W Pyrlandię zamienił się dzisiaj Lisiec Wielki w gminie Stare Miasto. Po hasłem „Ziemniak rządzi polską krainą” odbyło się tam Święto Pieczonego Ziemniaka.
– Bez ziemniaka nie ma życia – mówiła Albina Krawczyk, prezes Stowarzyszenia Rozwoju Wsi Lisiec Wielki i Okolic.
Placu przy remizie strażackiej udekorowany był tak, jak na temat dnia przystało – przed plenerową sceną królował wielki ziemniak, na stołach porozsypywane były małe „pyry”. Każdy, kto chciał mógł spróbować potraw opartych na ziemniakach przygotowanych przez Koła Gospodyń Wiejskich z całej gminy. A było w czym wybierać, bo stoły uginały się od smakołyków. Były pyzy, kluski śląskie, pyry z gzikiem, placki po żydowsku (z sosem na ostro), a nawet pączki i kotleciki ziemniaczane. – Żeby zrobić takie kotlety, trzeba zmielić ziemniaki, dodać przysmażoną kiełbaskę z cebulką i składniki takie, jak do tradycyjnych zrazów. Podajemy z kwaśną kapustą, żeby był zdecydowany smak – mówiła jego autorka, Barbara Obroślak z Koła Gospodyń Wiejskich w Liścu Wielkim.

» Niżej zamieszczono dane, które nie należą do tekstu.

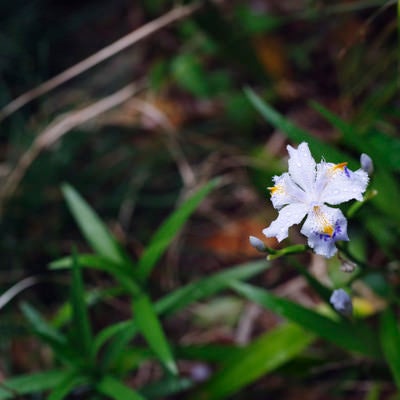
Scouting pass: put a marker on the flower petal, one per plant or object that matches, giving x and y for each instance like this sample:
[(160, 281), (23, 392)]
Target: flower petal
[(288, 216), (338, 184), (324, 226), (285, 191), (302, 166)]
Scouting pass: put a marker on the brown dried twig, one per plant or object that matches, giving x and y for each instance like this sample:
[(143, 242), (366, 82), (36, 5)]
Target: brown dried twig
[(144, 31), (55, 131)]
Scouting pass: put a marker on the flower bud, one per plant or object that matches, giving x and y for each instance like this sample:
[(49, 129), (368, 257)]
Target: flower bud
[(257, 244), (341, 302), (366, 163)]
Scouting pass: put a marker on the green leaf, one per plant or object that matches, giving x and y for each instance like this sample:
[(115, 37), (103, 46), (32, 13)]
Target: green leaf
[(31, 383), (167, 386), (318, 148), (92, 228), (49, 335), (195, 291), (81, 326), (170, 227), (149, 325), (94, 261), (115, 389), (40, 325), (66, 385), (322, 291), (263, 356), (175, 301), (122, 275), (390, 341), (383, 149), (190, 74), (355, 337)]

Wszyscy uczestnicy imprezy zostali poczęstowani zupą kartoflaną. Kto chciał, mógł też wziąć udział w zawodach z ziemniakiem w roli głównej, a więc wystartować w slalomie z workiem ziemniaków czy pobiec z ziemniakiem na łyżce.
Imprezę zorganizowało Stowarzyszenie Rozwoju Wsi Lisiec Wielki i Okolic, Urząd Gminy w Starym Mieście, a współfinansował ją Urząd Marszałkowski w Poznaniu.